Farming Industry Sprays Substantial Amounts of Antimicrobial Crop Treatments
The farming industry uses approximately 8 million pounds of antimicrobial and fungicidal treatments on American produce every year, with many of these chemicals restricted in other nations.
“Every year Americans are at greater threat from toxic microbes and diseases because pharmaceutical drugs are used on crops,” stated a public health advocate.
Superbug Threat Creates Serious Public Health Threats
The excessive use of antimicrobial drugs, which are critical for treating medical conditions, as agricultural chemicals on crops threatens public health because it can result in superbug bacteria. In the same way, overuse of antifungal agent treatments can create fungal diseases that are harder to treat with present-day medical drugs.

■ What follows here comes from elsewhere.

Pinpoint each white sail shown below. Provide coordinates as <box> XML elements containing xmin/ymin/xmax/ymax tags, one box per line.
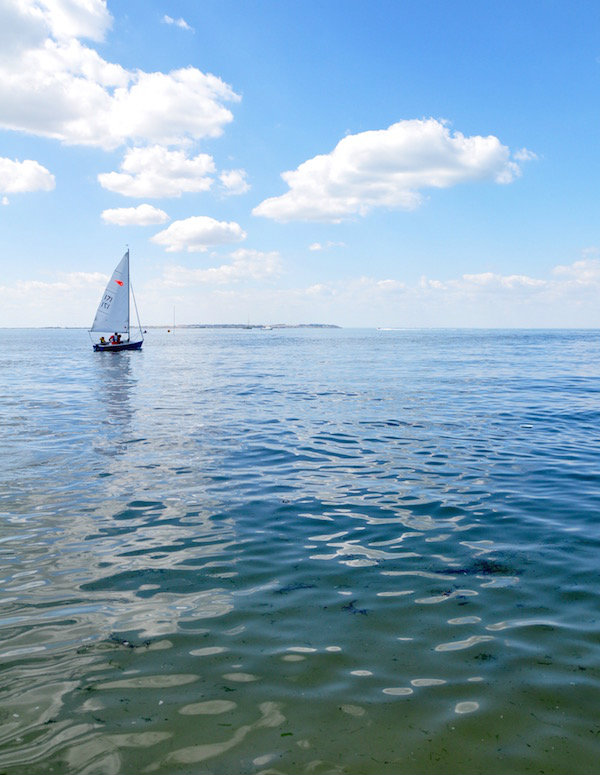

- Treatment-resistant illnesses affect about 2.8 million individuals and lead to about thirty-five thousand mortalities each year.
- Health agencies have linked “therapeutically critical antimicrobials” permitted for crop application to drug resistance, higher likelihood of bacterial illnesses and higher probability of antibiotic-resistant staph.
Ecological and Health Effects
Additionally, eating drug traces on produce can disrupt the digestive system and elevate the risk of long-term illnesses. These agents also taint drinking water supplies, and are considered to damage insects. Often economically disadvantaged and Hispanic agricultural laborers are most at risk.
Common Agricultural Antimicrobials and Agricultural Methods
Farms use antimicrobials because they kill bacteria that can damage or destroy plants. One of the popular antibiotic pesticides is streptomycin, which is commonly used in clinical treatment. Data indicate up to 125,000 pounds have been used on domestic plants in a annual period.
Citrus Industry Influence and Regulatory Response
The formal request is filed as the regulator experiences urging to widen the application of human antibiotics. The citrus plant illness, transmitted by the Asian citrus psyllid, is destroying orange groves in southeastern US.
“I understand their urgent need because they’re in serious trouble, but from a public health point of view this is certainly a clear decision – it must not occur,” the expert said. “The fundamental issue is the significant issues generated by applying medical drugs on produce greatly exceed the agricultural problems.”
Alternative Approaches and Future Prospects
Advocates recommend simple farming measures that should be tested first, such as increasing plant spacing, developing more disease-resistant varieties of crops and locating diseased trees and rapidly extracting them to stop the infections from transmitting.
The formal request gives the EPA about half a decade to answer. In the past, the regulator outlawed a pesticide in response to a parallel legal petition, but a legal authority blocked the agency's prohibition.
The regulator can enact a ban, or is required to give a reason why it won’t. If the regulator, or a later leadership, fails to respond, then the coalitions can sue. The procedure could last over ten years.
“We are engaged in the long game,” the expert stated.